Respinto l'ultimo ricorso presentato dalla titolare

La farmacia della dottoressa Maria Luisa Sagripanti deve chiudere. E’ arrivata infatti la sentenza della Sezione Terza del Consiglio di Stato (presidente Marco Lipari) che mette la parola fine alla querelle tra la dottoressa (difesa dall’avvocato Antonio Lamberti) e il Comune di Orta di Atella (rappresentato dall’avvocato Gaetano Pastena).

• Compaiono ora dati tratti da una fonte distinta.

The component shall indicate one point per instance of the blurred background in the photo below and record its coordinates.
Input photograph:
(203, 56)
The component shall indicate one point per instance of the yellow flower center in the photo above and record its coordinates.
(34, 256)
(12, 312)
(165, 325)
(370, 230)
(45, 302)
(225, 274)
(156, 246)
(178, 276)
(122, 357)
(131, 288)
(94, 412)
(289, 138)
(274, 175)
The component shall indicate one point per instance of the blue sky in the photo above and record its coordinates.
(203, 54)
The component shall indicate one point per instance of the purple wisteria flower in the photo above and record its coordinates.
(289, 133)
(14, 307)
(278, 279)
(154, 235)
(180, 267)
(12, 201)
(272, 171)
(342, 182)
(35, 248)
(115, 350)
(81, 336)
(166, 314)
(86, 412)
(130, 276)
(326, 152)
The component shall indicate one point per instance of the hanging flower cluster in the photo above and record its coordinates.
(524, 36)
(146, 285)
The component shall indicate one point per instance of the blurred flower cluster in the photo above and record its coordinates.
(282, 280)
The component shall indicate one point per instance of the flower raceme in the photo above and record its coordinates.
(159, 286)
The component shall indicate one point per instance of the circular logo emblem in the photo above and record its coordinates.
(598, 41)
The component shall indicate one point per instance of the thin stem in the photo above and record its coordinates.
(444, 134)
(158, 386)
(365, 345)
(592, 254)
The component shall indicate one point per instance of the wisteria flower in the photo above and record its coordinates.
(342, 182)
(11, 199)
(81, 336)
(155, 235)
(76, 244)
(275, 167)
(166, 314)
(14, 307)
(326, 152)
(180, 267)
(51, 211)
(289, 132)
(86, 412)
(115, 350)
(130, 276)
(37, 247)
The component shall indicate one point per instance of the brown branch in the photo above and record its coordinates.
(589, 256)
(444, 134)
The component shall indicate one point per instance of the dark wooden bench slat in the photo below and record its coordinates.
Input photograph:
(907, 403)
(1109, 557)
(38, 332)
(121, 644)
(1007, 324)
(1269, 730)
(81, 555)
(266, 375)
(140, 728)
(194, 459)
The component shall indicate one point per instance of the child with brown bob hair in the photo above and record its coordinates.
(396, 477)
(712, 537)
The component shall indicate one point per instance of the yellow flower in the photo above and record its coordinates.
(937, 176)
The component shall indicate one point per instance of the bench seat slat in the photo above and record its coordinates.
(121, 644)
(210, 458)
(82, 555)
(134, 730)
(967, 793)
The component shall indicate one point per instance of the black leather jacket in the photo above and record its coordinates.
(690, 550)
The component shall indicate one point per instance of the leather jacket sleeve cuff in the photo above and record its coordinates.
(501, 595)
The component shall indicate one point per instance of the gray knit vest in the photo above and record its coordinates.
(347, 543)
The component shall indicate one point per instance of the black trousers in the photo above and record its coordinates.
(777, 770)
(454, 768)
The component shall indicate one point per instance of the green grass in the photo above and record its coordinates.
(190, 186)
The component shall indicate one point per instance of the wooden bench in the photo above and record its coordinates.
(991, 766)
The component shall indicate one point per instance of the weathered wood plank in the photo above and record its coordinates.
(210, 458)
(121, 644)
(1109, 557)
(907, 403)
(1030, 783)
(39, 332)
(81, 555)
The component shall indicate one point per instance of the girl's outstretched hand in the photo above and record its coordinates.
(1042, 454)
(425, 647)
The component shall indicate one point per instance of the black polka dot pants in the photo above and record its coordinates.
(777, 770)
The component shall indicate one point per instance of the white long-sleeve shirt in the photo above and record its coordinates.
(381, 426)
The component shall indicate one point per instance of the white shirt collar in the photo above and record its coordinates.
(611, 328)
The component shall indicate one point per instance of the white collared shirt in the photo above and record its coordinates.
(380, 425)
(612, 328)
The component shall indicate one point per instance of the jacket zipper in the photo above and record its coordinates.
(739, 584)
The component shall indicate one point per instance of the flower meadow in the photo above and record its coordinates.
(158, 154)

La vicenda parte nel febbraio 2011 quando ci fu l’ordinanza di chiusura della farmacia di via Toscanini (angolo via Gandhi). La dottoressa fece subito ricorso al Tar della Campania ma arrivò una sentenza a favore del Comune che in pratica respinse la richiesta di annullamento dell’ordinanza. Ecco quindi che la ‘battaglia’ legale si sposta al Consiglio di Stato. Che però dà ancora ragione all’Ente comunale respingendo il ricorso della dottoressa Sagripanti, confermando quindi la sentenza del Tar, condannando anche l’appellante al pagamento di 1500 euro a favore del Comune di Orta di Atella.

L’8 febbraio 2011 la dottoressa riceve la comunicazione dell’ordinanza con la quale si ordina appunto la chiusura della farmacia per mancanza del certificato di agibilità. Il Tar aveva dato ragione all’Ente perché “dalla acquisita documentazione è emerso che la giustificazione del censurato atto risiede nell’accertata assenza del certificato di agibilità e del permesso di costruire, in quanto oggetto di annullamento con provvedimento del Comune di Orta di Atella n. 58 del 14.10.2009”.

A confermare quanto già sentenziato dai giudici del Tar arriva anche la decisione del Collegio del Consiglio di Stato che sottolinea che “l’agibilità dei locali attesta non solo la salubrità degli ambienti ma anche la conformità dell’opera realizzata rispetto al progetto approvato. Il legittimo esercizio dell’attività commerciale è ancorato, non solo in sede di rilascio dei titoli abilitativi, ma anche per la intera sua durata di svolgimento, alla iniziale e perdurante regolarità sotto il profilo urbanistico-edilizio dei locali in cui essa viene posta in essere, con conseguente potere-dovere dell’autorità amministrativa di inibire l’attività commerciale esercitata in locali rispetto ai quali siano stati adottati provvedimenti repressivi che accertano l’abusività delle opere realizzate ed applicano sanzioni che precludono in modo assoluto la prosecuzione di un’attività commerciale”.

Entrando nel merito della questione “constatata la carenza del presupposto di cui in argomento, il Comune non avrebbe potuto fare altro che impedire lo svolgimento dell’attività mediante l’adozione di un provvedimento di natura doverosa e vincolata, che, perciò, resiste anche alla (ulteriormente dedotta) censura di omessa preavviso”.